We start with a familiar tale, the tale of an ass – of a donkey, a mule – of Buridan’s Ass no less, though also no more. The ass, hereafter Ass, is the apocryphal creature of Jean Buridan, a fourteenth-century Parisian, logician and philosopher. Ass is hungry; he finds himself between two bales of delicious hay. The bales are the same size, succulence, density. They are the same in every respect; they are equal distances and angles away from Ass – save one is to the left, the other to the right.
“I am an ass of reason,” brays Ass. “I have reason to eat, but no good reason for preferring this bale over that. Being right or left is irrelevant.” And when Ass is urged to eat both, he points bleakly to lack of good reason to eat one first rather than the other.
So it is that Ass dies, dies of starvation. “Only an ass could be so asinine,” mocks Spinoza three centuries later; but the tale introduces the bafflement of how reasons and causes relate.
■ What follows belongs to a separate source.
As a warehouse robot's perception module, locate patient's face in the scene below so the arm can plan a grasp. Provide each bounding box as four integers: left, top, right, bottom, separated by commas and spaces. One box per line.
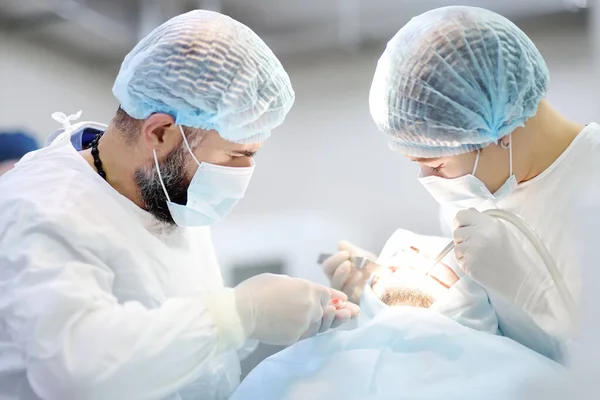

Transpose the tale to realism and human beings: you are hungry; you have reason to eat, but that reason is insufficient to explain why you take the chocolate on the left and not the one on the right. No doubt, neurological changes caused muscular changes that caused your hand to go left; no doubt, other neurological changes accounted for your chocolate desires and urge to act now – but how do the reasons fit within this picture? Any reasons you announce, be they as explanation or justification, any words uttered, result from vocal chord movements, caused by neurological changes. Maybe our reasonings regarding our actions are beside the point, being, at best, epiphenomena, impotent narratives, running alongside biological causal chains – but…
We make valid inferences (well, sometimes, depending on wine and company). “Look,” you say, “If all men are mortal and Socrates is a man, it follows that Socrates is mortal.” You expressed a logically necessary relationship, justifying your belief, yet that expression – courtesy of the vocal chords again or (metaphorical) thought chords – rests upon causal neurological relationships as does our understanding of what you said. Causes and effects are not in logically necessary relationships. Electro-chemical changes do not know, so to speak, that one effect manifests a conclusion validly drawn, whereas different effects, such as “Socrates is therefore immortal”, would demonstrate bad arguing. Causal explanations for beliefs do not thereby justify the beliefs. Causal explanations exist for all manner of silly beliefs.
We evaluate reasons, premisses, evidence, as being good or bad for conclusions; we do not evaluate causes as good or bad for their effects. True, we build electronic circuits such that calculations and deductions churn out right answers; but those circuits have no idea of getting things right.
The bafflement extends to all reasonings. Because of neurological events, vocal chords and typing fingers lead to announcements by some that we lack any moral obligation to help strangers suffering thousands of miles away, though we have obligations to rescue a child in distress, if before our very eyes. That biological explanation does not thereby justify that moral stance.
And so, the deep puzzle is: do our reasonings, our morality – indeed, what we mean by our words – rise above our biology?
If, on the one hand, good reasonings are ‘nothing but’ biology, then the argument here, as with all philosophy (and mathematics and morality), is at the mercy of casual causal neurological connections; so, there would be little reason to trust it – and little reason to trust this conclusion that there is little reason to trust it. We are at sea. If, on the other hand, reasoning ‘rises above’ biology, then do we ascend into mystery? Remember, though, evolutionary explanations of vision and hence our sight of mountains do not show that mountains depend on our eyesight. Similarly, even if explanations exist for human recognition of good arguments and reasons, that is no proof that their goodness depends on human recognition. Neither mountains nor good arguments need be mysterious, if not reduced to evolved neurology.
None of this helps Ass. Even if good reasoning stands on its own, above biology, Ass and many of us are sometimes saying that we ‘cannot decide’ what to do, yet still we do. Pangs of hunger could finally stir Ass just when his focus happens to be on the left bale – and off he goes, left. Aspirations for truth stir philosophers; let us hope that what we happen upon is not determined solely by what we happen upon.